Perhaps he is a columnist for the Express.
He has said that he feels this way because of the grip of aggressive atheism. I believe what he is referring to are the recent comments by Stephen Hawking and the last few years of stuff that has come from the mouth of Richard Dawkings. Of course, the militant atheism largely boils down to public speaking and publication.
Militant religion on the other hand has a far more peaceful track record.
Implication is fun.
Really, what annoys me about this statement is not merely how laughable it is for a man whose attitude to the AIDS crisis is to actively appeal to centuries old superstition and the 'cures' that wisdom has bought us, but how it actively paints a secular society as a wasteland of misery and suffering.
I imagine that the Pope's aide was quite worried. It must be daunting for a man living in the lap of luxury in a city and society where people believe you to be the living conduit of the almighty, to find himself in a country where he is regarded as a man in a dress.

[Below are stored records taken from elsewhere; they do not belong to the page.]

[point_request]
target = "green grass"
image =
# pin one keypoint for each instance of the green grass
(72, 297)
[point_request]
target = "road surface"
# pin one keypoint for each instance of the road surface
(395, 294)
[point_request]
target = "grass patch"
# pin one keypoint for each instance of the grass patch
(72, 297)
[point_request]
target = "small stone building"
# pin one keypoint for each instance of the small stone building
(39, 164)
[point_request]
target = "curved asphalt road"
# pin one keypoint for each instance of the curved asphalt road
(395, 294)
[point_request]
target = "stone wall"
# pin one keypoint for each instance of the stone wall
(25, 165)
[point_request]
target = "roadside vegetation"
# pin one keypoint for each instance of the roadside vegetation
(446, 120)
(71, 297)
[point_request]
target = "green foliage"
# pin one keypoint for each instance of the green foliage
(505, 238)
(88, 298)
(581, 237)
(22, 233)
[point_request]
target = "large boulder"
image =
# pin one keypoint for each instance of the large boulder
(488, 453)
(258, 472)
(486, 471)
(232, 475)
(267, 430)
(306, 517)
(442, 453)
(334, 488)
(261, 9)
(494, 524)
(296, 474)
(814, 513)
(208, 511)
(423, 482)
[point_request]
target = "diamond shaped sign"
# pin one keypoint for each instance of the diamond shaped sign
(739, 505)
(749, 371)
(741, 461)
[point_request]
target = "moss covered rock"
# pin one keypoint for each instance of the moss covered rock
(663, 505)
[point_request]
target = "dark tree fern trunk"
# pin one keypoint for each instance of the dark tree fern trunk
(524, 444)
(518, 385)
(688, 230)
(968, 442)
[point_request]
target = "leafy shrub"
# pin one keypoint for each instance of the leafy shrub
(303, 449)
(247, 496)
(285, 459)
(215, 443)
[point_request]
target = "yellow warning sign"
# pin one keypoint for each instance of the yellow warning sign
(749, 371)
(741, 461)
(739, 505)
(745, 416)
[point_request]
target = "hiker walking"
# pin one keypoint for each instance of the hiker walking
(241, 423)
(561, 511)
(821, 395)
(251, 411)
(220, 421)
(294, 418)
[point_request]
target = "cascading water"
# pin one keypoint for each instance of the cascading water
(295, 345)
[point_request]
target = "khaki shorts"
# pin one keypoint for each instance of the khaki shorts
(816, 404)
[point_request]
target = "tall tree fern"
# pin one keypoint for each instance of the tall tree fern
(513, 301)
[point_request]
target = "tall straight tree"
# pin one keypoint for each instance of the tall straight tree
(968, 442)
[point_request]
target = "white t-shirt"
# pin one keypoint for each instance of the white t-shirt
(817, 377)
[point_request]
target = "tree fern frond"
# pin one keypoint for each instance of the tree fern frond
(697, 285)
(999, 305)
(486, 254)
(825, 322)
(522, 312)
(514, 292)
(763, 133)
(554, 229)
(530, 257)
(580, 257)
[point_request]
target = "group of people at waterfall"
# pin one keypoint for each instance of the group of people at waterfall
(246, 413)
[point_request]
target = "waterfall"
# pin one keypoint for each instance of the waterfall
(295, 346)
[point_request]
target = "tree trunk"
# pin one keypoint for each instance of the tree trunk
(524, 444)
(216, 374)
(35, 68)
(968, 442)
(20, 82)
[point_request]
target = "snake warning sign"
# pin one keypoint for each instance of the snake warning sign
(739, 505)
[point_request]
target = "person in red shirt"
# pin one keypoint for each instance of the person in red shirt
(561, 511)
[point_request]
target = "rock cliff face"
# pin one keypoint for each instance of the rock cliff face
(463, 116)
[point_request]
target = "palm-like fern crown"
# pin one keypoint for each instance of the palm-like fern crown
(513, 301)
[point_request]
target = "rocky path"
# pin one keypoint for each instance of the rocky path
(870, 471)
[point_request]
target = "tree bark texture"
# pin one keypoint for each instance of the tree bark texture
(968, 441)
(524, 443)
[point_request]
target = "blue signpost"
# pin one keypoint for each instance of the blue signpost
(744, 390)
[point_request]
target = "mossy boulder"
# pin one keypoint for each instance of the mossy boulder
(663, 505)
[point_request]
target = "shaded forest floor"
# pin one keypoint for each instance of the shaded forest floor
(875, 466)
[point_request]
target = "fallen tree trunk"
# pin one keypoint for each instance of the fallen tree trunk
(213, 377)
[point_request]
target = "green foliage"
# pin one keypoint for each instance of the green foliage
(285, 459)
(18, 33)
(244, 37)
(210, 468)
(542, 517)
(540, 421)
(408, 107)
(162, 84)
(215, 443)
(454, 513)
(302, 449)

More than being a man in a dress, he is a man in a dress who looks with disdain at other men who decide to wear a dress (albeit of a different sought) while belonging to a religion that defends and legally protects his colleagues when they abuse children. He is afraid of appearing to be what he is, a laughable contradiction wearing a dress.
Those in the vatican have said that this particular individual has pulled out of the brcasue of a touch of gout, and that he does not really believe that the UK is in the grip of secular atheism. This hardly seems to be a satisfactroy answer. Our secular society has bought us much in the way of freedom and amenities, it is the product of the enlightenment, of philosophies that attempted to push the knowledge of man beyond a dependence on the wisdom of a deity that shows no particular interest in us.
That society has given us everything that we have, and I feel greatly in debt to it. It has come into attack of late, we are dubbed to promiscuous, too lax in our morals and too free. New technologies, specifically designed to increase our food productivity, are attacked as immoral and unnatural for a potential evil they may never cause.
And no, science should not be permitted to plough unabated by morals and ethics, and all should be constrained by the will of society and her laws. But those laws should be just, free from superstition, and reasonably argued. By in large, by the way, we get things right. And if you dont think so, you are allowed to question those in power by means of protest. Laws can be changed, altered to fit the society it lives in and its needs, not the other way around.
If that makes us barbarous, then pour me a pint of mead, fetch me my best wench and sharpen my finest monk hacking axe. I feel a raid coming on.